Edexcel A Level (IAL) Physics-4.15 Electric Field due to a Point Charge- Study Notes- New Syllabus
Edexcel A Level (IAL) Physics -4.15 Electric Field due to a Point Charge- Study Notes- New syllabus
Edexcel A Level (IAL) Physics -4.15 Electric Field due to a Point Charge- Study Notes -Edexcel A level Physics – per latest Syllabus.
Key Concepts:
- be able to use the equation \(E=\dfrac{Q}{4\pi\varepsilon_0 r^2}\) for the electric field due to a point charge
Electric Field Due to a Point Charge
The electric field produced by a single stationary point charge can be calculated using a form of Coulomb’s law. This describes how the strength of the field varies with distance from the charge.
Equation for Electric Field Due to a Point Charge
The magnitude of the electric field at distance \( r \) from a point charge \( Q \) is:
\( E = \dfrac{Q}{4\pi \varepsilon r^2} \)
- \( E \) = electric field strength (N C⁻¹)
- \( Q \) = charge producing the field (C)
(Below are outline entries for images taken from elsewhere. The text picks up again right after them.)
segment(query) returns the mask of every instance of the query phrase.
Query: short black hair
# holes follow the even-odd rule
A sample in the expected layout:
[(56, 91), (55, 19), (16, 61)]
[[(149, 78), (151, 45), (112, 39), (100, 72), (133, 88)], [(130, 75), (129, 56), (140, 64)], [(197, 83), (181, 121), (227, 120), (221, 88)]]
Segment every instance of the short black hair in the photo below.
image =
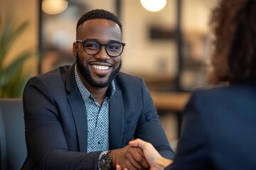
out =
[(76, 26), (76, 32), (78, 33), (78, 28), (86, 21), (90, 20), (90, 19), (95, 19), (95, 18), (102, 18), (102, 19), (106, 19), (112, 21), (119, 26), (121, 33), (122, 33), (122, 26), (120, 23), (120, 21), (117, 18), (117, 16), (115, 16), (114, 13), (107, 11), (104, 9), (94, 9), (92, 11), (90, 11), (85, 14), (83, 14), (80, 19), (78, 21), (77, 26)]

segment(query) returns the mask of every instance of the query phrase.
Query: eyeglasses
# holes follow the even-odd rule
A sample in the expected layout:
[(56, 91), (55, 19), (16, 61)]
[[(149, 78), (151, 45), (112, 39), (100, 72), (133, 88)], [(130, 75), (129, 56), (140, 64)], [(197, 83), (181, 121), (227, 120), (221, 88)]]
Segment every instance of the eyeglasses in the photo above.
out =
[(108, 44), (102, 44), (97, 40), (77, 40), (77, 42), (82, 42), (85, 52), (88, 55), (95, 55), (100, 52), (102, 46), (105, 46), (107, 54), (115, 57), (119, 56), (124, 50), (125, 43), (120, 42), (110, 42)]

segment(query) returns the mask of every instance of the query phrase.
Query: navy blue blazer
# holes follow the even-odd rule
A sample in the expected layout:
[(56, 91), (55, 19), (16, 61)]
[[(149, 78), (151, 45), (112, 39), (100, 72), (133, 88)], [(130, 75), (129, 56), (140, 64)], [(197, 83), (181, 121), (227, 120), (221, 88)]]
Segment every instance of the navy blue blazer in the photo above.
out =
[[(142, 79), (120, 72), (109, 107), (110, 149), (134, 138), (154, 144), (164, 157), (173, 152)], [(23, 91), (28, 156), (23, 169), (97, 169), (100, 151), (87, 153), (85, 103), (76, 85), (74, 64), (28, 80)]]
[(167, 169), (256, 169), (256, 86), (194, 92), (181, 130)]

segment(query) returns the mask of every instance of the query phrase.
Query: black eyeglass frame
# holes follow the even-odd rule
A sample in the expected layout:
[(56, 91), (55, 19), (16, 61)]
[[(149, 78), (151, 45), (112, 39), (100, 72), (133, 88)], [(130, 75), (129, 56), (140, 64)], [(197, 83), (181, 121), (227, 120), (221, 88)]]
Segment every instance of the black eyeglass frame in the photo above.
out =
[[(95, 42), (99, 43), (100, 45), (100, 48), (99, 48), (99, 51), (97, 52), (96, 53), (92, 53), (92, 54), (88, 53), (88, 52), (85, 50), (85, 43), (86, 42), (88, 42), (88, 41), (92, 41), (92, 42)], [(99, 41), (97, 41), (97, 40), (79, 40), (79, 39), (78, 39), (78, 40), (76, 40), (76, 42), (82, 42), (82, 47), (83, 47), (83, 49), (84, 49), (84, 51), (85, 51), (87, 55), (95, 55), (98, 54), (98, 53), (100, 52), (100, 50), (102, 50), (102, 46), (105, 46), (105, 50), (107, 54), (110, 57), (117, 57), (118, 56), (120, 56), (120, 55), (122, 55), (122, 52), (124, 51), (124, 45), (126, 45), (124, 42), (110, 42), (110, 43), (107, 43), (107, 44), (102, 44), (102, 42), (99, 42)], [(118, 55), (117, 55), (117, 56), (116, 56), (116, 55), (110, 55), (109, 52), (107, 52), (107, 45), (110, 45), (110, 44), (114, 44), (114, 43), (120, 44), (120, 45), (122, 45), (122, 51), (120, 52), (120, 54)]]

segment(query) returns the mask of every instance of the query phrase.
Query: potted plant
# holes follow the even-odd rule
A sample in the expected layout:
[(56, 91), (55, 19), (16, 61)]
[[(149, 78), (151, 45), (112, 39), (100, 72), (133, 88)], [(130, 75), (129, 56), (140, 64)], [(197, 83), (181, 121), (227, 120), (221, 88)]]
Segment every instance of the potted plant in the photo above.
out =
[(32, 56), (26, 51), (14, 56), (6, 64), (7, 55), (17, 38), (28, 26), (28, 21), (15, 25), (11, 18), (0, 18), (0, 98), (20, 98), (29, 74), (23, 69), (25, 62)]

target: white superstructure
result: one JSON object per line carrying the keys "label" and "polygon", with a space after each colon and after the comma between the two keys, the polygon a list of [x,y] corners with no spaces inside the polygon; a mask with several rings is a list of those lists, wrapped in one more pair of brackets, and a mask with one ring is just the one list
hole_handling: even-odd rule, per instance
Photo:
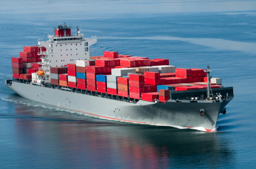
{"label": "white superstructure", "polygon": [[[90,46],[97,42],[96,36],[85,38],[78,27],[75,34],[66,34],[66,29],[70,31],[71,28],[65,23],[58,27],[58,29],[55,29],[53,35],[48,35],[47,41],[38,40],[38,45],[46,49],[46,52],[40,51],[38,54],[41,55],[41,70],[45,73],[46,81],[50,79],[50,67],[64,67],[68,64],[76,64],[76,60],[90,59],[90,53],[93,52],[90,50]],[[59,31],[63,34],[59,34]]]}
- \( r \) = distance from the charge (m)
- \( \varepsilon \) = permittivity of the medium (F m⁻¹)
In free space (or air):
\( \varepsilon = \varepsilon_0 = 8.85\times10^{-12}\ \mathrm{F\,m^{-1}} \)
Direction of the Electric Field
- For a positive charge, the electric field points radially away from the charge.
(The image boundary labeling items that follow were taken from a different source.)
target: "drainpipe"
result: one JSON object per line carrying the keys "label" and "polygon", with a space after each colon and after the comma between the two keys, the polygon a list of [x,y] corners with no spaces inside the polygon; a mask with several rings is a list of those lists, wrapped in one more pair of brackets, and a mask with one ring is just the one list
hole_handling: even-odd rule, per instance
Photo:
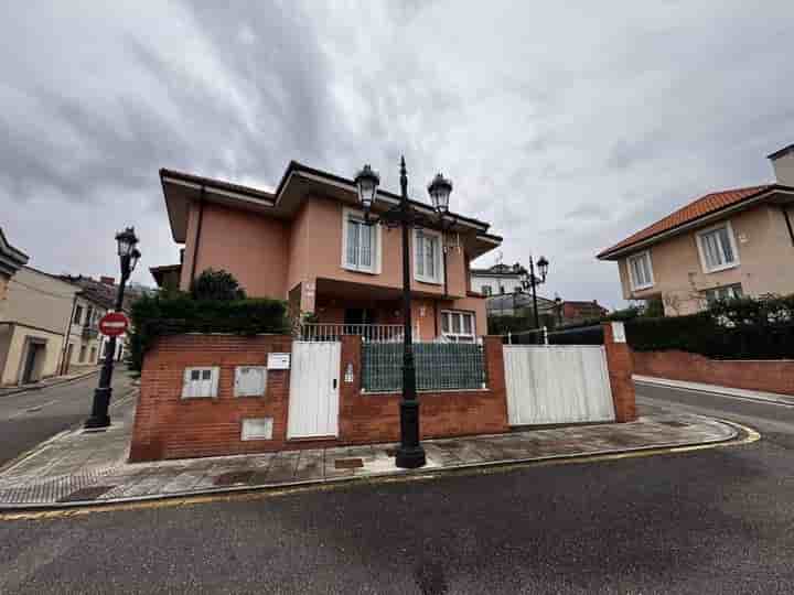
{"label": "drainpipe", "polygon": [[61,350],[61,375],[66,374],[66,349],[68,349],[69,337],[72,336],[72,321],[74,321],[74,311],[77,307],[77,296],[83,293],[81,291],[75,292],[72,299],[72,312],[69,313],[69,320],[66,321],[66,332],[64,333],[64,347]]}
{"label": "drainpipe", "polygon": [[198,198],[198,226],[196,228],[196,241],[195,246],[193,246],[193,262],[191,264],[191,278],[190,283],[187,284],[187,291],[190,291],[190,285],[193,284],[193,280],[195,279],[195,263],[196,259],[198,258],[198,244],[201,242],[201,228],[202,223],[204,221],[204,196],[206,193],[206,186],[202,186],[201,197]]}

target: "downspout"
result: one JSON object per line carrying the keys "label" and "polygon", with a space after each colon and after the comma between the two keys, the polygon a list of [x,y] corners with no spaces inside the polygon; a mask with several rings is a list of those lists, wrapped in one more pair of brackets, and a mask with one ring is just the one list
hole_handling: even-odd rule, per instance
{"label": "downspout", "polygon": [[64,333],[64,347],[61,350],[61,375],[66,374],[66,349],[68,348],[68,342],[72,337],[72,321],[74,321],[74,311],[77,307],[77,296],[82,292],[76,291],[72,299],[72,312],[69,313],[69,320],[66,321],[66,331]]}
{"label": "downspout", "polygon": [[783,218],[786,220],[786,227],[788,228],[788,237],[792,240],[792,246],[794,246],[794,230],[792,229],[791,219],[788,218],[788,209],[786,209],[785,206],[781,206],[781,210],[783,212]]}
{"label": "downspout", "polygon": [[201,227],[202,227],[202,223],[204,221],[205,192],[206,192],[206,186],[202,186],[201,196],[198,198],[198,225],[196,227],[196,241],[195,241],[195,246],[193,246],[193,262],[191,263],[191,279],[190,279],[190,283],[187,284],[187,291],[190,291],[190,286],[193,284],[193,280],[195,279],[195,263],[196,263],[196,259],[198,258],[198,244],[201,242]]}

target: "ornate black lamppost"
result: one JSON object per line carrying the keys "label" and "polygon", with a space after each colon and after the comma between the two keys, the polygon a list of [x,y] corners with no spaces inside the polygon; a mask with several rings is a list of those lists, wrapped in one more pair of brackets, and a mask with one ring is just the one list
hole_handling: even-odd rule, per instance
{"label": "ornate black lamppost", "polygon": [[538,259],[538,271],[540,272],[540,278],[535,277],[535,261],[533,260],[533,257],[529,257],[529,273],[527,274],[526,270],[522,273],[521,283],[522,288],[533,290],[533,309],[535,310],[535,328],[540,328],[540,316],[538,315],[537,311],[537,291],[536,288],[538,285],[541,285],[546,282],[546,275],[548,274],[548,260],[546,260],[546,257],[540,257]]}
{"label": "ornate black lamppost", "polygon": [[[116,241],[118,242],[118,256],[121,263],[121,280],[118,292],[116,293],[116,312],[121,312],[125,285],[140,258],[140,251],[136,248],[138,237],[135,235],[135,227],[128,227],[124,231],[116,234]],[[99,385],[94,391],[92,415],[85,422],[86,429],[96,430],[110,425],[108,405],[110,404],[110,396],[112,393],[110,380],[112,378],[114,357],[116,356],[115,336],[108,338],[105,348],[105,361],[103,363],[101,372],[99,372]]]}
{"label": "ornate black lamppost", "polygon": [[400,158],[400,202],[390,209],[372,217],[369,209],[375,202],[380,177],[369,165],[358,172],[355,184],[358,201],[364,207],[364,221],[367,225],[380,224],[403,229],[403,401],[400,401],[400,445],[397,448],[396,465],[414,469],[425,465],[425,448],[419,443],[419,401],[416,391],[416,367],[414,365],[414,338],[411,336],[410,315],[410,250],[408,232],[414,227],[440,226],[449,210],[449,196],[452,183],[441,174],[430,182],[428,192],[436,209],[436,217],[428,217],[411,207],[408,201],[408,175],[405,158]]}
- For a negative charge, the electric field points radially towards the charge.
- The equation gives the magnitude of the field; direction must be stated separately.
Inverse Square Dependence
- Electric field strength is proportional to the charge \( Q \).
- Electric field strength is inversely proportional to \( r^2 \).
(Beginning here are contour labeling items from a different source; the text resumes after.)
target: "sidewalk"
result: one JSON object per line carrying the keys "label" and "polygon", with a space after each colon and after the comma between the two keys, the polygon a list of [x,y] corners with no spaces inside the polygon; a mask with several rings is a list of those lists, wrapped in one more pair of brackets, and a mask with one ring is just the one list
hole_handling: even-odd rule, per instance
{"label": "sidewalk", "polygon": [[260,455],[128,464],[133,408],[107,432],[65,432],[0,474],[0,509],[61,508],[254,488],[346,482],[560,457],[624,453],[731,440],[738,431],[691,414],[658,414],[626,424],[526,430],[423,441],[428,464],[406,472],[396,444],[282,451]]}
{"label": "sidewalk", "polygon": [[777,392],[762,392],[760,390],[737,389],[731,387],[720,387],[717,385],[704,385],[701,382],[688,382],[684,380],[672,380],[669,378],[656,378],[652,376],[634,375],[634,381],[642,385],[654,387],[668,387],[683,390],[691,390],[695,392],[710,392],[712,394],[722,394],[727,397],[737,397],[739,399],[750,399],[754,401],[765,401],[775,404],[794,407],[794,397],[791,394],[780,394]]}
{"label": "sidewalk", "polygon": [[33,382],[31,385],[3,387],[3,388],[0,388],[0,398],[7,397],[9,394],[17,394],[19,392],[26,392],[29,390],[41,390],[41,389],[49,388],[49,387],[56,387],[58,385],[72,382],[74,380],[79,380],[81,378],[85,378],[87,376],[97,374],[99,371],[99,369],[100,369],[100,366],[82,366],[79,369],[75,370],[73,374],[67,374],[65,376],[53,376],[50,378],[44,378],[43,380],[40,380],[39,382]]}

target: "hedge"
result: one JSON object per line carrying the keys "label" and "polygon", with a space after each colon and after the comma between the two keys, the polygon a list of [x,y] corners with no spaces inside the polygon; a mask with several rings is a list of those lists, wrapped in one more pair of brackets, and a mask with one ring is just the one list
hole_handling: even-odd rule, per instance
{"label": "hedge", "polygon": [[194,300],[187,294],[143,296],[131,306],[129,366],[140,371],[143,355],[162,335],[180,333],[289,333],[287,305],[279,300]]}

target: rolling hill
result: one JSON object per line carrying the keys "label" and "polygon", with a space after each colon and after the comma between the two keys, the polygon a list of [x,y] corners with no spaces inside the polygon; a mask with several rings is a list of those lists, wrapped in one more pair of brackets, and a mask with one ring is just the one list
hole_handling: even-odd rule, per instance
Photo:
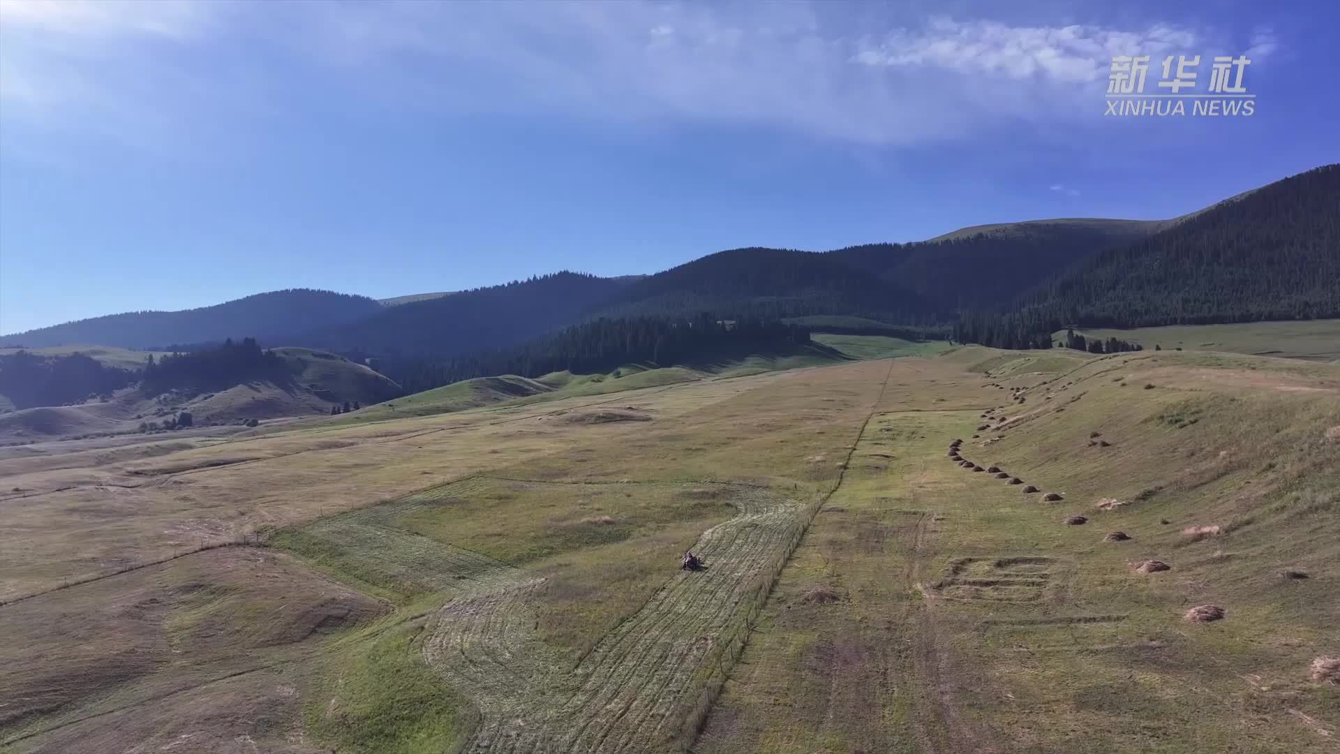
{"label": "rolling hill", "polygon": [[1154,326],[1340,315],[1340,165],[1106,250],[1025,301],[1060,322]]}
{"label": "rolling hill", "polygon": [[[704,311],[722,319],[856,317],[941,329],[989,313],[998,321],[994,333],[1033,335],[1067,323],[1335,317],[1337,174],[1340,168],[1323,166],[1168,220],[1028,220],[828,252],[749,247],[654,275],[563,271],[382,301],[275,291],[188,311],[70,322],[0,343],[142,349],[251,335],[268,346],[302,345],[360,360],[444,358],[512,347],[599,317]],[[973,337],[976,330],[963,333]]]}
{"label": "rolling hill", "polygon": [[[99,390],[66,405],[42,405],[27,394],[0,393],[0,443],[27,443],[72,436],[135,432],[141,424],[162,425],[181,412],[196,427],[239,424],[249,419],[324,416],[344,402],[373,405],[401,394],[401,386],[366,365],[304,349],[272,349],[275,369],[233,373],[210,365],[220,378],[208,386],[174,377],[169,385],[150,384],[142,373],[109,369],[125,376],[115,389]],[[71,356],[38,357],[70,360]],[[169,360],[170,361],[170,360]],[[159,364],[165,364],[159,360]],[[0,381],[0,386],[8,384]],[[7,411],[17,408],[17,411]],[[189,432],[188,432],[189,433]]]}
{"label": "rolling hill", "polygon": [[283,342],[284,335],[344,325],[381,310],[382,305],[367,297],[291,288],[182,311],[129,311],[79,319],[3,335],[0,345],[153,349],[248,335],[273,343]]}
- Doubling the distance reduces the field strength by a factor of four.
Relationship to Force on a Charge
The force on a charge \( q \) placed in this electric field is:
\( F = Eq \)
This shows that the field exists independently of the test charge.
When This Equation Applies
- The charge producing the field is stationary.
- The charge can be treated as a point charge.
- The distance from the charge is much larger than the size of the charge.
Example (Easy)
Calculate the electric field strength \( 0.40\ \mathrm{m} \) from a point charge of \( 2.0\times10^{-6}\ \mathrm{C} \) in air.
▶️ Answer / Explanation
\( E = \dfrac{2.0\times10^{-6}}{4\pi(8.85\times10^{-12})(0.40)^2} \)
\( E \approx 1.12\times10^{5}\ \mathrm{N\,C^{-1}} \)
Example (Medium)
The electric field strength at a point is \( 2.0\times10^{4}\ \mathrm{N\,C^{-1}} \). Find the distance from a point charge of \( 1.0\times10^{-6}\ \mathrm{C} \).
▶️ Answer / Explanation
Rearrange the equation:
\( r^2 = \dfrac{Q}{4\pi\varepsilon E} \)
\( r = \sqrt{\dfrac{1.0\times10^{-6}}{4\pi(8.85\times10^{-12})(2.0\times10^{4})}} \)
\( r \approx 0.67\ \mathrm{m} \)
Example (Hard)
Explain how the electric field strength around a point charge changes if the charge is doubled and the distance is halved.
▶️ Answer / Explanation
- Doubling \( Q \) doubles the field strength.
- Halving \( r \) increases the field strength by a factor of four.
- Total increase factor = \( 2 \times 4 = 8 \).
- The field strength increases eightfold.